Such an assay will be considered a “Personalized Research Product” only where the results are provided directly to the tested individual and/or to the tested individual’s health care provider, and where the approval by the FDA or comparable regulatory agency in any jurisdiction outside of the United States is not required. “Personalized Research Products” exclude Homebrew Products, Diagnostic Products and GHI Database Products. For purposes of the foregoing, “Multi-Analyte Assay(s)” shall mean an assay designed for testing or measuring more than a single analyte.

     1.23 “ Products ” shall mean GHI Database Products, Personalized Research Products, Homebrew Products and/or Diagnostic Products.

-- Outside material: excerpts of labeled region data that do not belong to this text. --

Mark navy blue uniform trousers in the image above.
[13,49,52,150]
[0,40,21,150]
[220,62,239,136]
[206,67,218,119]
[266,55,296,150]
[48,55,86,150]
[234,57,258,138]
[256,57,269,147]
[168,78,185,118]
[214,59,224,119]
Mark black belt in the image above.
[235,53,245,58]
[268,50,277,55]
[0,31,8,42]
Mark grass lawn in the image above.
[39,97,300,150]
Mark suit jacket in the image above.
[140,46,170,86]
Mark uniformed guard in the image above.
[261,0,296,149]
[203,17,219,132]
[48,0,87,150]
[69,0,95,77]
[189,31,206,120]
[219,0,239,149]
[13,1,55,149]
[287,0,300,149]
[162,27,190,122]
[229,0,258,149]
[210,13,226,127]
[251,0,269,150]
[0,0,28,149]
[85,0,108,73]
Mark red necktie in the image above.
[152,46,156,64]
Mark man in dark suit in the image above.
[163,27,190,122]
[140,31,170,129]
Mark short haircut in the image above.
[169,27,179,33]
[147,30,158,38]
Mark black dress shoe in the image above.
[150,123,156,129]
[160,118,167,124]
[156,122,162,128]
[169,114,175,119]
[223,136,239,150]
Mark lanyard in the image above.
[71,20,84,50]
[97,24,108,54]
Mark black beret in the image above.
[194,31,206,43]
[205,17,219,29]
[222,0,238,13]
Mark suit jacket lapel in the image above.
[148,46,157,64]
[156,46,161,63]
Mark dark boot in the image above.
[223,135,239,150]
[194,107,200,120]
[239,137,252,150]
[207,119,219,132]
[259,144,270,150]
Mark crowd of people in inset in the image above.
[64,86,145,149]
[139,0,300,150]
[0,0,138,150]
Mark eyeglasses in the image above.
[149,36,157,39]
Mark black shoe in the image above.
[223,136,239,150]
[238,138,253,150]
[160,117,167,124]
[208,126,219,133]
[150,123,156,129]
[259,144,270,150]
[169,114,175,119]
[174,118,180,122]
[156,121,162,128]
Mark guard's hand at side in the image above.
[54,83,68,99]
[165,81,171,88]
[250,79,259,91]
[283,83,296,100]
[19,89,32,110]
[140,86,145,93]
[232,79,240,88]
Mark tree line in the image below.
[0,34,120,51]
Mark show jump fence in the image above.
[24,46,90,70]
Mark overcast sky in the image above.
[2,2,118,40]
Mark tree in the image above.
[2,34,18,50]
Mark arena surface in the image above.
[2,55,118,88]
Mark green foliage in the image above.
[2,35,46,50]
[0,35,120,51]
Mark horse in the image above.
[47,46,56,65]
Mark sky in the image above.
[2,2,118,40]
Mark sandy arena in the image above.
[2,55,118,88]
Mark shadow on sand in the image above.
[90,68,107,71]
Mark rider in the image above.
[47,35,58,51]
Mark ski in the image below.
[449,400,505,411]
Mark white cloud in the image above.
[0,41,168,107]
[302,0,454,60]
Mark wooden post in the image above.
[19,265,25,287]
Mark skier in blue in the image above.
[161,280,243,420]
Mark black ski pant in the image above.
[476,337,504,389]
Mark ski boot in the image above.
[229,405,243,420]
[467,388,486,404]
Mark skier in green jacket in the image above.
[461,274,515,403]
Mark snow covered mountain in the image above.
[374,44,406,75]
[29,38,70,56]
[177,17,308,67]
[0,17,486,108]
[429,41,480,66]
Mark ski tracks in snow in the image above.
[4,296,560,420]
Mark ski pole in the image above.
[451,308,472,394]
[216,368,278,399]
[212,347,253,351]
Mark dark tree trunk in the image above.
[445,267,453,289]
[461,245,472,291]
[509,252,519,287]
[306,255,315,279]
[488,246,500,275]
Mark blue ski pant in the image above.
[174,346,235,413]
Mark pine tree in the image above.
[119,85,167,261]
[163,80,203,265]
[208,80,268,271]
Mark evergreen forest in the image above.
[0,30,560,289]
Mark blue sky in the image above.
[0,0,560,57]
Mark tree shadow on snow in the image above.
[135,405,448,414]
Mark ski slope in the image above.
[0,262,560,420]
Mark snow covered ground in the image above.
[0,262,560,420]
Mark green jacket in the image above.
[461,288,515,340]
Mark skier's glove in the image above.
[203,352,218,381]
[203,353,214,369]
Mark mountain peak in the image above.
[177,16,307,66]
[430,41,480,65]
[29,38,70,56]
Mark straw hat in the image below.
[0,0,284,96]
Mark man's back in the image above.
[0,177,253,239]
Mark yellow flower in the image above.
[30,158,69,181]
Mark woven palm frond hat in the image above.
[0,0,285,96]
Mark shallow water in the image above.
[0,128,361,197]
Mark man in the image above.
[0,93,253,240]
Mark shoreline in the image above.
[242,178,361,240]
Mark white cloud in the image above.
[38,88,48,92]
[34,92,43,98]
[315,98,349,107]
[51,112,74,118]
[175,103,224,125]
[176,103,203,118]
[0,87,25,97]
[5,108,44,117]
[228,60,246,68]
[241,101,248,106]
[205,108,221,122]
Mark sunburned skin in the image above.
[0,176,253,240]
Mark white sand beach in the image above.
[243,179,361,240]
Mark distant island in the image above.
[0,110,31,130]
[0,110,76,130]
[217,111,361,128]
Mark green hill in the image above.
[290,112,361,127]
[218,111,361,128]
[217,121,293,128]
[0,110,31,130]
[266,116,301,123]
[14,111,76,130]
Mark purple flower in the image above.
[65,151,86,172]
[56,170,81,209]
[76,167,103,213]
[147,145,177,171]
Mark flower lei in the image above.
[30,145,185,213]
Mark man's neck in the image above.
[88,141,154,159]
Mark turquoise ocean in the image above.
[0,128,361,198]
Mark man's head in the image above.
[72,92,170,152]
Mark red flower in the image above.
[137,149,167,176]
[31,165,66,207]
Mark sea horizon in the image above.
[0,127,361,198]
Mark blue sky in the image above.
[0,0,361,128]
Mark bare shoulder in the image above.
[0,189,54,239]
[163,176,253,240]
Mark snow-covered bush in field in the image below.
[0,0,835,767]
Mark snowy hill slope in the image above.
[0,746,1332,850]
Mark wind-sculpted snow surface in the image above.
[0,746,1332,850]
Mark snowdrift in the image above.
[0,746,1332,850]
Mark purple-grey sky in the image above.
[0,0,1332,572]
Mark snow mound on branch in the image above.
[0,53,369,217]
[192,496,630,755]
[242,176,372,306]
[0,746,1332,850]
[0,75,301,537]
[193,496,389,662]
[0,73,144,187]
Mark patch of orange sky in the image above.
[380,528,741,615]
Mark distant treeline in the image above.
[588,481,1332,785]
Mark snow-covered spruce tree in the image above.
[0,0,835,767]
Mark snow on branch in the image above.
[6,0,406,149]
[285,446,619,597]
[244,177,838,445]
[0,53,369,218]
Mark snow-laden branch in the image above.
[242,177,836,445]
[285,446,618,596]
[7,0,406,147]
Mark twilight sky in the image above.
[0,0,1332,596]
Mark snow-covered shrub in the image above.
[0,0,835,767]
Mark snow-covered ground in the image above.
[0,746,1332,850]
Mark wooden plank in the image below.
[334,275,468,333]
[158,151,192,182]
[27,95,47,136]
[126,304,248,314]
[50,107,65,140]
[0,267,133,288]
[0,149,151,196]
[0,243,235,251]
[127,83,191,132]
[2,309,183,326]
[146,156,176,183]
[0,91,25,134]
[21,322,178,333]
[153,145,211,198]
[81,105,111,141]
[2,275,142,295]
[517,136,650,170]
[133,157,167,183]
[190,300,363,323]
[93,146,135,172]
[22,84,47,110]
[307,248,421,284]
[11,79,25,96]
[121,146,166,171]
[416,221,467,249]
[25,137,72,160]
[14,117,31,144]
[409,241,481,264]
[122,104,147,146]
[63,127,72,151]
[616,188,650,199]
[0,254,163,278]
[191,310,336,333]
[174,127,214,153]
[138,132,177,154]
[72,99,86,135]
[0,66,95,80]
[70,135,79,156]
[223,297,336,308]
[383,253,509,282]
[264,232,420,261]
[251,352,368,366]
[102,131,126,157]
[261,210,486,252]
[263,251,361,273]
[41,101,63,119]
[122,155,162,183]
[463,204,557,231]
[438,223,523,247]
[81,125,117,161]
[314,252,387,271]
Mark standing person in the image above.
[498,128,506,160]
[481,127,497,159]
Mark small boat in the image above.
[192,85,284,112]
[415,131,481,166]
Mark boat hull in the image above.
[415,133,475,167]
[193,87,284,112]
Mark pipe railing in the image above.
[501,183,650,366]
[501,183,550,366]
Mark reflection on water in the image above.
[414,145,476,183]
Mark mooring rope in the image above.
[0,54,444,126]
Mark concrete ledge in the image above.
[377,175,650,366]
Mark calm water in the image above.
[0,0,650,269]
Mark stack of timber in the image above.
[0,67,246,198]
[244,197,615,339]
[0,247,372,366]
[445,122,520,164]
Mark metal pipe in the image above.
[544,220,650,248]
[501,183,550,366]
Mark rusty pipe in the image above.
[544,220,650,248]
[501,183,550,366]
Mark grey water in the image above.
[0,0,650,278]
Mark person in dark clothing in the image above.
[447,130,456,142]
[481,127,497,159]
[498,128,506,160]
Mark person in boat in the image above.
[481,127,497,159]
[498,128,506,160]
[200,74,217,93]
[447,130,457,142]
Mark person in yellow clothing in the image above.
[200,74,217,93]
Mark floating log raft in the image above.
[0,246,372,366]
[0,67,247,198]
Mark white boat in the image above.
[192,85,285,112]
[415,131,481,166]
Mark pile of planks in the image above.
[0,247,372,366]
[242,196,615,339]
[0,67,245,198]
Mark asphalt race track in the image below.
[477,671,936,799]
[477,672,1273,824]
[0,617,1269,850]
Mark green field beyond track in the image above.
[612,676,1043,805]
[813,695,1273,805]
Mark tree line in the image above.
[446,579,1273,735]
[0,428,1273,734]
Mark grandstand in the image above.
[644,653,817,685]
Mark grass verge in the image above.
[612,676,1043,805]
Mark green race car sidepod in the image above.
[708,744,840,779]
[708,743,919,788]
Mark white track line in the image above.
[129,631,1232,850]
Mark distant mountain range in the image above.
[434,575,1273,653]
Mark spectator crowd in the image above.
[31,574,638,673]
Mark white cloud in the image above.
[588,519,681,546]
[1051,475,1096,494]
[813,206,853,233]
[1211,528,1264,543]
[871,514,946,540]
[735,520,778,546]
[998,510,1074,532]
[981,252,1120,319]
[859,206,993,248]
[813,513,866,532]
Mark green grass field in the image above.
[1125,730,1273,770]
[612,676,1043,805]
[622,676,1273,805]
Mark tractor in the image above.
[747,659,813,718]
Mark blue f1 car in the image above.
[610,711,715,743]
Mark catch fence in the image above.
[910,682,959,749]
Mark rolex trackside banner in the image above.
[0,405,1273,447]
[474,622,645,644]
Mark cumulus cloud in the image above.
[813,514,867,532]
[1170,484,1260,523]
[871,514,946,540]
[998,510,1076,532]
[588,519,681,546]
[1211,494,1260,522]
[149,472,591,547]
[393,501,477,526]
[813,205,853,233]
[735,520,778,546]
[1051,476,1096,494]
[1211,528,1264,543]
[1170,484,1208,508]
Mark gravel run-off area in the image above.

     1.24 “ Program Technology ” shall mean all Intellectual Property created by Incyte or GHI after the Effective Date and during the Development Period (i) in the course of performing the Development Program, or (ii) using Confidential Information provided by the other Party to the inventing Party in connection with the Development Program.

     1.25 “ RNA Amplification ” shall mean the selective amplification, labeling or conjugation of RNA segments in a close to linear fashion.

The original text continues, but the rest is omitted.